第85話他にマリーを助ける方法

 正直な話、子供の頃は信じていたのだが、今となっては嘘だと思っていた御伽噺を、今この場で真実であると言われたところで実感が湧かない。


 まるで夢物語を聞いているような感覚になるのだが、この場でそんな話をする訳がない事くらい理解している。


 だからこそ皇帝陛下が話している内容は本当の事であるという事がようやっと理解できる。


「それで、マリーの身体を治す方法なのだが、カイザル、お主の子供を宿すことであった」

「……え?」

「早い話が、代々竜の血を受け継いできた我が皇族、それも直系の血を受け継ぐ子を体内で宿す事によって、マリーの壊れた器が再生される、というわけである。 この事はゴールド家は知らず、そして先祖代々皇族にだけ伝えられている伝承でもある」


 そして、皇帝陛下である父上が語ったマリーの身体を治す方法なのだが、既に婚約破棄も済ましてしまっている俺の子供を宿す事と言うではないか。

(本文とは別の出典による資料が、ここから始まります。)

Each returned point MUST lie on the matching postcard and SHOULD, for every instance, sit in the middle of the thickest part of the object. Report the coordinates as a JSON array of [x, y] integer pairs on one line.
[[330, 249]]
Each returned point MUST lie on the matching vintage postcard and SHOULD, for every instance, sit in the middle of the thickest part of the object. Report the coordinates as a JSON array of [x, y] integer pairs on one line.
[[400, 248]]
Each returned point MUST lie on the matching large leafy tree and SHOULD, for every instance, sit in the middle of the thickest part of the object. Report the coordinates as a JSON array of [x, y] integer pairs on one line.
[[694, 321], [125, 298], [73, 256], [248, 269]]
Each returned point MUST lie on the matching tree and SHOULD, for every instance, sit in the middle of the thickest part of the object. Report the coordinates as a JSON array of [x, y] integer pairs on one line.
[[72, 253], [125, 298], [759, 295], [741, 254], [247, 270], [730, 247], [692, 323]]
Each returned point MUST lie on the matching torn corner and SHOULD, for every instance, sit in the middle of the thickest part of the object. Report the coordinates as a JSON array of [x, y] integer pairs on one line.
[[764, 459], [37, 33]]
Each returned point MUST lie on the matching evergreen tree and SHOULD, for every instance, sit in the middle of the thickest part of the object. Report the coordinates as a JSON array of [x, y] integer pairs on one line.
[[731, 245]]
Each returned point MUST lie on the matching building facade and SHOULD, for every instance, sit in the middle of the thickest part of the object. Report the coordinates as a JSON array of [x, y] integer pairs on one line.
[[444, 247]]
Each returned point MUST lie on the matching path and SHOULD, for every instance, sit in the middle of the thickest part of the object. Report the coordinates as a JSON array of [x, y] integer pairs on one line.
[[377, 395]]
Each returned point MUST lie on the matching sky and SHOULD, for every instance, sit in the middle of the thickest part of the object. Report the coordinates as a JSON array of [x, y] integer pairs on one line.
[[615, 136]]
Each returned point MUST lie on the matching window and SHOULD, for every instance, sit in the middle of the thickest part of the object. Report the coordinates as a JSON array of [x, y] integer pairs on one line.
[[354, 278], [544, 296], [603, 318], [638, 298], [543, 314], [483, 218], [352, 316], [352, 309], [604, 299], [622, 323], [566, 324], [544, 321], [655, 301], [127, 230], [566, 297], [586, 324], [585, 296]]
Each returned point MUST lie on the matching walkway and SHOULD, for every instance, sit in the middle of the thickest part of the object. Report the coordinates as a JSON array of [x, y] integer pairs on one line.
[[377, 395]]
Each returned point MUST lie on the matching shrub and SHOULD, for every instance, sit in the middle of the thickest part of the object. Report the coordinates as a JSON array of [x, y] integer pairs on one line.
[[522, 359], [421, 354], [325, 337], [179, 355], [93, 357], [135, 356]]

 言い換えれば俺がマリーの未来を奪っただけでは無く、命という未来も同時に奪ったのだという事実に愕然としてしまう。


 俺は、なんて馬鹿な男なのだと、今までの自分を見つめ直せば直すほど後悔していくのだが、今回の事に関しての後悔は今まで感じだ後悔の比ではなく、項垂れてしまう。


 マリーの事だ。


 俺が婚約破棄の解消を申し込んだ所で突っぱねられるだろうし、それが自身の病のことに関する事だと知れば余計に首を縦には振らなくなるだろう事が容易に想像ができる。

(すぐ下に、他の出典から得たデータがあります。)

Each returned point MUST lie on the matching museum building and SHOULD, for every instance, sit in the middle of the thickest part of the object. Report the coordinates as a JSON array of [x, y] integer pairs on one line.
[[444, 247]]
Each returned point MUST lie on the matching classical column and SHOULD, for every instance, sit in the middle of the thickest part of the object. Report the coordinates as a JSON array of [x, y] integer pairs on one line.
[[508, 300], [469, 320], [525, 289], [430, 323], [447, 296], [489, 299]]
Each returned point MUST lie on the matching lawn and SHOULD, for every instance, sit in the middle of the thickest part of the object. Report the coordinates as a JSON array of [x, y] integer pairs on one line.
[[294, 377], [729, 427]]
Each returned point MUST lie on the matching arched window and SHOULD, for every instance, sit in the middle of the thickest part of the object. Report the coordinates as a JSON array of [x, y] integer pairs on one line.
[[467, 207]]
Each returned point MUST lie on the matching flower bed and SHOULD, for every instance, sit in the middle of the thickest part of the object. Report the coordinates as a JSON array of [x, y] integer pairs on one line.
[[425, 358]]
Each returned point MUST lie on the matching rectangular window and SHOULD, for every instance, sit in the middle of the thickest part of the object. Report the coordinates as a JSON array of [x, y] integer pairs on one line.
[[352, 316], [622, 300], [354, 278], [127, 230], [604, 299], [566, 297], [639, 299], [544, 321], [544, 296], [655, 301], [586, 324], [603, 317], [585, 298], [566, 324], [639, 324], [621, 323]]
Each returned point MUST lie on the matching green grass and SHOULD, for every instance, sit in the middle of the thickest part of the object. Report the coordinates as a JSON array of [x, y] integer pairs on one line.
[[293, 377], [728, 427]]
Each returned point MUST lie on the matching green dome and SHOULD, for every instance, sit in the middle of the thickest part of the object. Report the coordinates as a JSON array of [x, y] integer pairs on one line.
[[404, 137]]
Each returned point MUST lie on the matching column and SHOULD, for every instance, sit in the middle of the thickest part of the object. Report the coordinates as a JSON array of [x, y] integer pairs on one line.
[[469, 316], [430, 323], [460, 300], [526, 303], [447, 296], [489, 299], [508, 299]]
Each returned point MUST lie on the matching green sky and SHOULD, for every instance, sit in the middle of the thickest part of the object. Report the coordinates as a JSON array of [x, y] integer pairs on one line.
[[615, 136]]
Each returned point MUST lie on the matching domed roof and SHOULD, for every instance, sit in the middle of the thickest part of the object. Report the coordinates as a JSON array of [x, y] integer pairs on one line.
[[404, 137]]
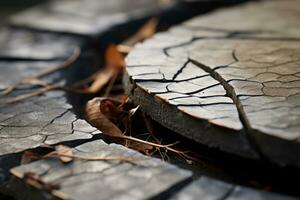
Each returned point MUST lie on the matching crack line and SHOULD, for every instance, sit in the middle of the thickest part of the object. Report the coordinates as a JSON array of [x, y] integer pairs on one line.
[[242, 114]]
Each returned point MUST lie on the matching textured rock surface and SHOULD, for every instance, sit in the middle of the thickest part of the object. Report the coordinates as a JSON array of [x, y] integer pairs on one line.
[[94, 16], [210, 189], [231, 79], [28, 45], [144, 178]]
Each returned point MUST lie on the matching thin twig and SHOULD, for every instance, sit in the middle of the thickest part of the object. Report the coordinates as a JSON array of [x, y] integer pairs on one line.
[[94, 158]]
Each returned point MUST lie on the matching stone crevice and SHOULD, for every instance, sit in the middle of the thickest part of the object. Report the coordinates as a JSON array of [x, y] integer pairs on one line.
[[242, 114]]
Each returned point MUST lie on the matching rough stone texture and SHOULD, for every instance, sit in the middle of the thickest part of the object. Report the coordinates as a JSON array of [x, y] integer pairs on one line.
[[94, 16], [230, 78], [144, 178], [28, 45], [206, 188]]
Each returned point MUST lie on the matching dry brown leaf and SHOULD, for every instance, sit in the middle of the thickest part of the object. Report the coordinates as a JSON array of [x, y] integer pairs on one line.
[[64, 153], [95, 117], [98, 119], [29, 156]]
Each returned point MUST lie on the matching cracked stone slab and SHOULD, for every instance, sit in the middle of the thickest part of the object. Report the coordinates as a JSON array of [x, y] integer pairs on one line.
[[28, 45], [233, 85], [42, 120], [206, 188], [142, 179], [94, 17]]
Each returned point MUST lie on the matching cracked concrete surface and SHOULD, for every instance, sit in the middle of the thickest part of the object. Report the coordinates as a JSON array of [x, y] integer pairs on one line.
[[49, 118], [232, 72], [106, 179]]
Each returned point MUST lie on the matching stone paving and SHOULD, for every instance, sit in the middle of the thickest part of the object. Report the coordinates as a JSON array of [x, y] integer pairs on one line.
[[38, 38]]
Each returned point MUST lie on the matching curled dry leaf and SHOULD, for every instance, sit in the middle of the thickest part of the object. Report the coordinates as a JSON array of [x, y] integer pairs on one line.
[[96, 118], [64, 153], [99, 112], [29, 156]]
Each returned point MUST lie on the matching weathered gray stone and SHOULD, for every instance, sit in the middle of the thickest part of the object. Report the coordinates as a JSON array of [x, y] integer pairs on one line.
[[206, 188], [143, 178], [29, 124], [85, 17], [28, 45], [230, 78]]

 ならばいっそ堕ちた身であり、今更もう一つ罪が増えた所であまり痛くもない俺がマリーを襲ってしまうか、とも思うが襲ったところで、一度で必ず妊娠するとも限らない上に、マリーの心を傷つけてしまう事になる。


 そこまでして俺はマリーを襲う事などできないし、何よりもこれ以上マリーを傷つけたくないと思ってしまう。


「他に、他にマリーを助ける方法は無いのですか?」


 そう考えたのはウィリアムも同じであったらしく、掠れた声で皇帝陛下へ縋るように、他にマリーを助ける方法はないのかと問いかける。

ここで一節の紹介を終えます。